F Hollande osera-t-il proposer la conversion de dette ?
A quelques jours du déplacement, les 4 et 5 juillet, du couple F Hollande, on scrute encore les communiqués des chancelleries dans l’espoir d’y trouver un ordre du jour plus détaillé des entretiens. En vain, et pourtant ce ne sont pas les sujets qui manquent. Il est vrai que cette rencontre ne se présente pas sous les meilleurs auspices. F Hollande est au plus bas dans les sondages, tandis que notre Troïka engluée dans ses contradictions hésite quant à la posture à adopter: nationalisme ombrageux ou réconciliation post-Sarkozy. Le calendrier prévoit, diners officiels, rencontre avec la société civile, et un discours à l’assemblée constituante. L’hôte provisoire de Carthage se fendra d’une diatribe sur l’amitié franco-tunisienne. Le premier ministre balbutiera quelques mots sur le succès de la transition démocratique, quand le titulaire du perchoir de l’assemblée réitérera les raisons de sa confiance à son camarade de l’internationale socialiste. Reliquats de contentieux comme futurs liens de coopération, une multitude de sujets d’un mutuel intérêt ! Les questions épineuses de l’immigration choisie, des visas ou du protocole fixant les quotas de migrants seront-elles abordés ? Celle de la récupération des biens mal acquis aujourd’hui clairement identifiés et circonscrits ?
Mais comme il est d’usage désormais dans la diplomatie moderne, le président français, en VRP de l’économie, sera flanqué d’une délégation d’hommes d’affaires. La France, il est vrai, reste le premier partenaire commercial et financier du pays ! Une rencontre au sommet MEDEF – UTICA, en présence des deux présidents, préparée de longue date clôturera ce rendez-vous. Un temps fort qui pourrait bel et bien occulter et éclipser à lui seul toutes ces questions en suspens ! Business as usual ?
La non moins « politique » question de la dette occupera-t-elle la place qu’elle mérite ?
Les opinions publiques des deux rives sont partagées à ce sujet. F Hollande pourra-t-il réitérer sa promesse de campagne de transformer une partie de la dette en don ? Son vis-à-vis tunisien osera-il reparler de dette odieuse et de se départir quelque peu de l’engagement d’honorer sa signature souveraine ? Sera-t-il envisagé, -a minima-, une possible renégociation des termes de cette dette pour cause de force majeure ? Rien n’est moins sur ! La commission d’audit de la dette n’a jamais produit le moindre document au grand dam de ses inspirateurs. Une commission d’ailleurs et depuis enterrée sans bruit, par le quarteron de ministres en charge des questions dites économiques et non moins accompagné par le silence assourdissant de la BCT. Il est vrai que le FMI est passé par là.

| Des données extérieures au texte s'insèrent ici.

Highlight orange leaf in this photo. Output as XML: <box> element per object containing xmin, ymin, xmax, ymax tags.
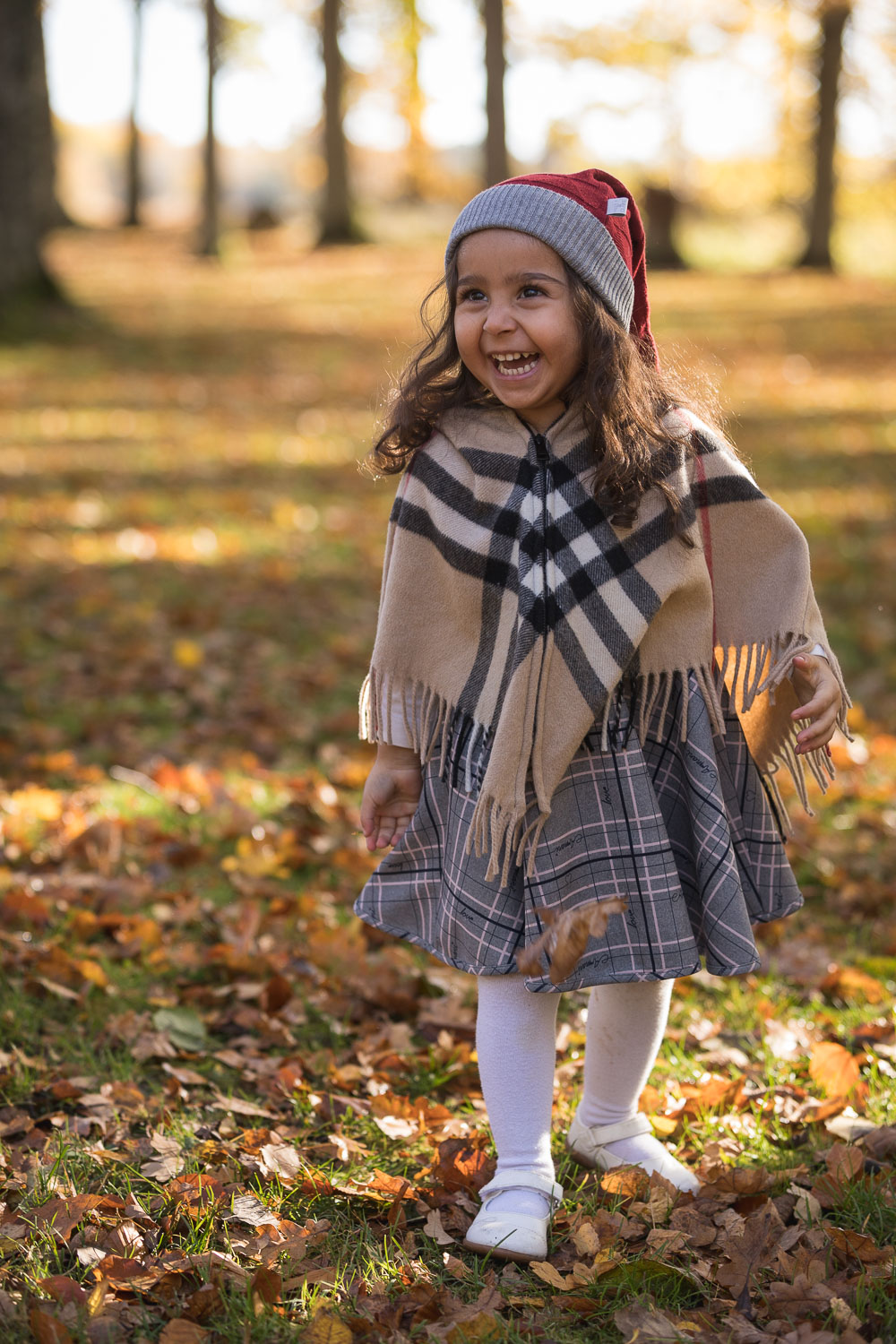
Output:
<box><xmin>38</xmin><ymin>1274</ymin><xmax>87</xmax><ymax>1306</ymax></box>
<box><xmin>302</xmin><ymin>1312</ymin><xmax>352</xmax><ymax>1344</ymax></box>
<box><xmin>516</xmin><ymin>897</ymin><xmax>629</xmax><ymax>986</ymax></box>
<box><xmin>28</xmin><ymin>1306</ymin><xmax>71</xmax><ymax>1344</ymax></box>
<box><xmin>159</xmin><ymin>1316</ymin><xmax>208</xmax><ymax>1344</ymax></box>
<box><xmin>809</xmin><ymin>1040</ymin><xmax>860</xmax><ymax>1097</ymax></box>
<box><xmin>250</xmin><ymin>1265</ymin><xmax>283</xmax><ymax>1306</ymax></box>
<box><xmin>826</xmin><ymin>1144</ymin><xmax>866</xmax><ymax>1182</ymax></box>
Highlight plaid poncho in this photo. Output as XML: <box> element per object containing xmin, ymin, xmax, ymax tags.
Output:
<box><xmin>361</xmin><ymin>408</ymin><xmax>849</xmax><ymax>882</ymax></box>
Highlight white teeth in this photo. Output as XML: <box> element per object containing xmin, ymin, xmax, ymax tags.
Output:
<box><xmin>492</xmin><ymin>349</ymin><xmax>538</xmax><ymax>378</ymax></box>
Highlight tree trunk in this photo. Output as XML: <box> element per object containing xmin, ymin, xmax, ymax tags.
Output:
<box><xmin>482</xmin><ymin>0</ymin><xmax>511</xmax><ymax>187</ymax></box>
<box><xmin>0</xmin><ymin>0</ymin><xmax>59</xmax><ymax>297</ymax></box>
<box><xmin>798</xmin><ymin>4</ymin><xmax>850</xmax><ymax>271</ymax></box>
<box><xmin>318</xmin><ymin>0</ymin><xmax>360</xmax><ymax>244</ymax></box>
<box><xmin>197</xmin><ymin>0</ymin><xmax>220</xmax><ymax>257</ymax></box>
<box><xmin>643</xmin><ymin>185</ymin><xmax>685</xmax><ymax>271</ymax></box>
<box><xmin>125</xmin><ymin>0</ymin><xmax>143</xmax><ymax>226</ymax></box>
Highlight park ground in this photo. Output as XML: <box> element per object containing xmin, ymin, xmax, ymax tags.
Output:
<box><xmin>0</xmin><ymin>231</ymin><xmax>896</xmax><ymax>1344</ymax></box>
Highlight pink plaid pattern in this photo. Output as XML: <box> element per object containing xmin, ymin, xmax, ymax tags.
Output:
<box><xmin>355</xmin><ymin>676</ymin><xmax>802</xmax><ymax>992</ymax></box>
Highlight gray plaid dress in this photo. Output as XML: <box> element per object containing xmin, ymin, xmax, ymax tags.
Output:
<box><xmin>355</xmin><ymin>677</ymin><xmax>802</xmax><ymax>994</ymax></box>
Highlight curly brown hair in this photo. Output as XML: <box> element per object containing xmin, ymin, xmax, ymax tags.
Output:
<box><xmin>366</xmin><ymin>253</ymin><xmax>714</xmax><ymax>540</ymax></box>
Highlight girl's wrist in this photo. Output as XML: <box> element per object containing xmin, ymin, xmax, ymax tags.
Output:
<box><xmin>376</xmin><ymin>742</ymin><xmax>420</xmax><ymax>771</ymax></box>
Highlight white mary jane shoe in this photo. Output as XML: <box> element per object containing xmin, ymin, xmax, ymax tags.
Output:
<box><xmin>463</xmin><ymin>1172</ymin><xmax>563</xmax><ymax>1265</ymax></box>
<box><xmin>567</xmin><ymin>1112</ymin><xmax>653</xmax><ymax>1172</ymax></box>
<box><xmin>567</xmin><ymin>1113</ymin><xmax>700</xmax><ymax>1193</ymax></box>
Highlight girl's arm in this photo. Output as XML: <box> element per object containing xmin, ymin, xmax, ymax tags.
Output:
<box><xmin>790</xmin><ymin>645</ymin><xmax>842</xmax><ymax>755</ymax></box>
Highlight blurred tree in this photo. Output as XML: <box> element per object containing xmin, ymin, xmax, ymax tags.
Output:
<box><xmin>395</xmin><ymin>0</ymin><xmax>430</xmax><ymax>201</ymax></box>
<box><xmin>0</xmin><ymin>0</ymin><xmax>60</xmax><ymax>298</ymax></box>
<box><xmin>798</xmin><ymin>0</ymin><xmax>852</xmax><ymax>271</ymax></box>
<box><xmin>318</xmin><ymin>0</ymin><xmax>361</xmax><ymax>244</ymax></box>
<box><xmin>124</xmin><ymin>0</ymin><xmax>143</xmax><ymax>226</ymax></box>
<box><xmin>482</xmin><ymin>0</ymin><xmax>511</xmax><ymax>187</ymax></box>
<box><xmin>197</xmin><ymin>0</ymin><xmax>221</xmax><ymax>257</ymax></box>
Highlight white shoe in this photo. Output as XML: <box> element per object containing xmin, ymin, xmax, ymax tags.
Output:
<box><xmin>567</xmin><ymin>1112</ymin><xmax>653</xmax><ymax>1172</ymax></box>
<box><xmin>463</xmin><ymin>1171</ymin><xmax>563</xmax><ymax>1265</ymax></box>
<box><xmin>567</xmin><ymin>1115</ymin><xmax>700</xmax><ymax>1193</ymax></box>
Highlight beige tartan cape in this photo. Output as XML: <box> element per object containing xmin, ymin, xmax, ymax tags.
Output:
<box><xmin>361</xmin><ymin>408</ymin><xmax>850</xmax><ymax>883</ymax></box>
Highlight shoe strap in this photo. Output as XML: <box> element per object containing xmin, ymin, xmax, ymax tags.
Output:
<box><xmin>479</xmin><ymin>1172</ymin><xmax>563</xmax><ymax>1212</ymax></box>
<box><xmin>582</xmin><ymin>1112</ymin><xmax>653</xmax><ymax>1148</ymax></box>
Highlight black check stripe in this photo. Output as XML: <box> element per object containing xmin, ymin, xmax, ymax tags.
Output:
<box><xmin>392</xmin><ymin>438</ymin><xmax>679</xmax><ymax>712</ymax></box>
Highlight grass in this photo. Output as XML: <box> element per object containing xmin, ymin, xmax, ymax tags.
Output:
<box><xmin>0</xmin><ymin>231</ymin><xmax>896</xmax><ymax>1344</ymax></box>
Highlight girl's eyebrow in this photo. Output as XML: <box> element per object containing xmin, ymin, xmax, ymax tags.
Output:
<box><xmin>457</xmin><ymin>271</ymin><xmax>565</xmax><ymax>285</ymax></box>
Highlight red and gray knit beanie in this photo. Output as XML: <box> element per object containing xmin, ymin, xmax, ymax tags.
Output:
<box><xmin>444</xmin><ymin>168</ymin><xmax>657</xmax><ymax>363</ymax></box>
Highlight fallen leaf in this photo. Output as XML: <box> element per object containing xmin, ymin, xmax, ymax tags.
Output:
<box><xmin>516</xmin><ymin>897</ymin><xmax>629</xmax><ymax>986</ymax></box>
<box><xmin>224</xmin><ymin>1195</ymin><xmax>277</xmax><ymax>1228</ymax></box>
<box><xmin>530</xmin><ymin>1261</ymin><xmax>573</xmax><ymax>1292</ymax></box>
<box><xmin>28</xmin><ymin>1306</ymin><xmax>73</xmax><ymax>1344</ymax></box>
<box><xmin>159</xmin><ymin>1316</ymin><xmax>211</xmax><ymax>1344</ymax></box>
<box><xmin>302</xmin><ymin>1312</ymin><xmax>352</xmax><ymax>1344</ymax></box>
<box><xmin>423</xmin><ymin>1209</ymin><xmax>454</xmax><ymax>1246</ymax></box>
<box><xmin>613</xmin><ymin>1303</ymin><xmax>694</xmax><ymax>1344</ymax></box>
<box><xmin>809</xmin><ymin>1040</ymin><xmax>861</xmax><ymax>1097</ymax></box>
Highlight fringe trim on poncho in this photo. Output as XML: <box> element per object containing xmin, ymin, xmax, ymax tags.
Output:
<box><xmin>358</xmin><ymin>633</ymin><xmax>852</xmax><ymax>886</ymax></box>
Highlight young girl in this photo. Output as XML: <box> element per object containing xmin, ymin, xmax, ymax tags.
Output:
<box><xmin>356</xmin><ymin>169</ymin><xmax>849</xmax><ymax>1261</ymax></box>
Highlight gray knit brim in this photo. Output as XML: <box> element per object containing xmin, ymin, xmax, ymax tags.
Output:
<box><xmin>444</xmin><ymin>183</ymin><xmax>634</xmax><ymax>331</ymax></box>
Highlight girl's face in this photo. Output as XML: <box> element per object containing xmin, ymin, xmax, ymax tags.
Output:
<box><xmin>454</xmin><ymin>228</ymin><xmax>582</xmax><ymax>432</ymax></box>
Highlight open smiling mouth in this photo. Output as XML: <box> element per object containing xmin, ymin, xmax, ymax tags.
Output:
<box><xmin>489</xmin><ymin>349</ymin><xmax>541</xmax><ymax>378</ymax></box>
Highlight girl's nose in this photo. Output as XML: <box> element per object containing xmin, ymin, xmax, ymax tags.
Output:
<box><xmin>482</xmin><ymin>301</ymin><xmax>516</xmax><ymax>336</ymax></box>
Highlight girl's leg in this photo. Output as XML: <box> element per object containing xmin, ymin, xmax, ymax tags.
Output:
<box><xmin>476</xmin><ymin>976</ymin><xmax>560</xmax><ymax>1217</ymax></box>
<box><xmin>576</xmin><ymin>980</ymin><xmax>699</xmax><ymax>1190</ymax></box>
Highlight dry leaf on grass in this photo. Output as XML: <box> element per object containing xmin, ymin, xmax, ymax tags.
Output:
<box><xmin>516</xmin><ymin>897</ymin><xmax>629</xmax><ymax>986</ymax></box>
<box><xmin>159</xmin><ymin>1316</ymin><xmax>210</xmax><ymax>1344</ymax></box>
<box><xmin>613</xmin><ymin>1303</ymin><xmax>694</xmax><ymax>1344</ymax></box>
<box><xmin>28</xmin><ymin>1306</ymin><xmax>73</xmax><ymax>1344</ymax></box>
<box><xmin>302</xmin><ymin>1312</ymin><xmax>352</xmax><ymax>1344</ymax></box>
<box><xmin>809</xmin><ymin>1040</ymin><xmax>861</xmax><ymax>1097</ymax></box>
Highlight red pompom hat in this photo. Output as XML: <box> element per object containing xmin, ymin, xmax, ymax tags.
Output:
<box><xmin>444</xmin><ymin>168</ymin><xmax>659</xmax><ymax>363</ymax></box>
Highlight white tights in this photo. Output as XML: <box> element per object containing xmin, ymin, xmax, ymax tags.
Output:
<box><xmin>476</xmin><ymin>976</ymin><xmax>684</xmax><ymax>1215</ymax></box>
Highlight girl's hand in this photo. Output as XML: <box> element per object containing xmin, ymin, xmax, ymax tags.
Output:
<box><xmin>790</xmin><ymin>653</ymin><xmax>841</xmax><ymax>755</ymax></box>
<box><xmin>361</xmin><ymin>744</ymin><xmax>423</xmax><ymax>852</ymax></box>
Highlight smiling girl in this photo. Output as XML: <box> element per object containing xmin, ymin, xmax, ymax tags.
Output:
<box><xmin>356</xmin><ymin>169</ymin><xmax>849</xmax><ymax>1261</ymax></box>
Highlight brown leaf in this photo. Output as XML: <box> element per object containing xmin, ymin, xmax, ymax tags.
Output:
<box><xmin>825</xmin><ymin>1144</ymin><xmax>866</xmax><ymax>1185</ymax></box>
<box><xmin>423</xmin><ymin>1209</ymin><xmax>455</xmax><ymax>1246</ymax></box>
<box><xmin>516</xmin><ymin>897</ymin><xmax>629</xmax><ymax>986</ymax></box>
<box><xmin>30</xmin><ymin>1195</ymin><xmax>124</xmax><ymax>1242</ymax></box>
<box><xmin>613</xmin><ymin>1303</ymin><xmax>694</xmax><ymax>1344</ymax></box>
<box><xmin>248</xmin><ymin>1266</ymin><xmax>283</xmax><ymax>1306</ymax></box>
<box><xmin>28</xmin><ymin>1306</ymin><xmax>73</xmax><ymax>1344</ymax></box>
<box><xmin>809</xmin><ymin>1040</ymin><xmax>861</xmax><ymax>1097</ymax></box>
<box><xmin>159</xmin><ymin>1316</ymin><xmax>210</xmax><ymax>1344</ymax></box>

Coté tunisien cependant, s’il est toujours possible de diverger sur le caractère soutenable ou pas de cette dette, il est néanmoins et unanimement possible de convenir que son poids constitue une entrave, un handicap majeur pour l’amorce d’une relance.
Ce n’est donc pas tant la gestion de cette dette vis-à-vis des grands équilibres qui est en cause et question ici, mais bien plus fondamentalement, de la capacité du pays à se reconstituer des marges de manœuvre suffisantes. Mais au juste de quoi parle-t-on ? Citons la BCT pour s’éviter de mauvais procès. Dixit: « L’encours de la dette avec la France s’est accrue de 376 MDT pour s’élever à 3.394 MDT en 2011. La part de ce pays dans le total de l’encours s’est consolidée pour s’établir à 13,4% ». Il conviendrait aussi de noter que la France intervient, -mais pour quelle part exacte-, via l’Union Européenne au travers de la BEI dont l’encours est de 3552 MDT. Ces chiffres ne sont là qu’à titre indicatif d’autant que nous ne disposons pas non plus de la présence française via les marchés financiers de l’ordre de 5441 MDT, montant sur lequel la BCT reste muette. Autant dire que nous ne nous hasarderons pas à donner un montant précis qui faisant polémique se traduirait par une possible une dénonciation pour « divulgation de fausses informations ». Restons appliqué, sait-on jamais par les temps qui courent ! Mais tout de même l’ordre de grandeur n’a rien à voir avec celui de d’autres pays. La BCT nous dit : « L’encours de la dette avec l’Allemagne a, de son côté, poursuivi sa tendance baissière, pour s’établir, au terme de l’année 2011, à 350 MDT. La part de ce pays dans l’encours total passe à 1,4% contre 1,7% à la fin de 2010 ». On le voit bien, -toutes choses égales par ailleurs- le rapport Allemagne-France s’établit dans une proportion de 1 à 10. Pour le coup, c’est bien plus sérieux ! Mais alors une question se pose.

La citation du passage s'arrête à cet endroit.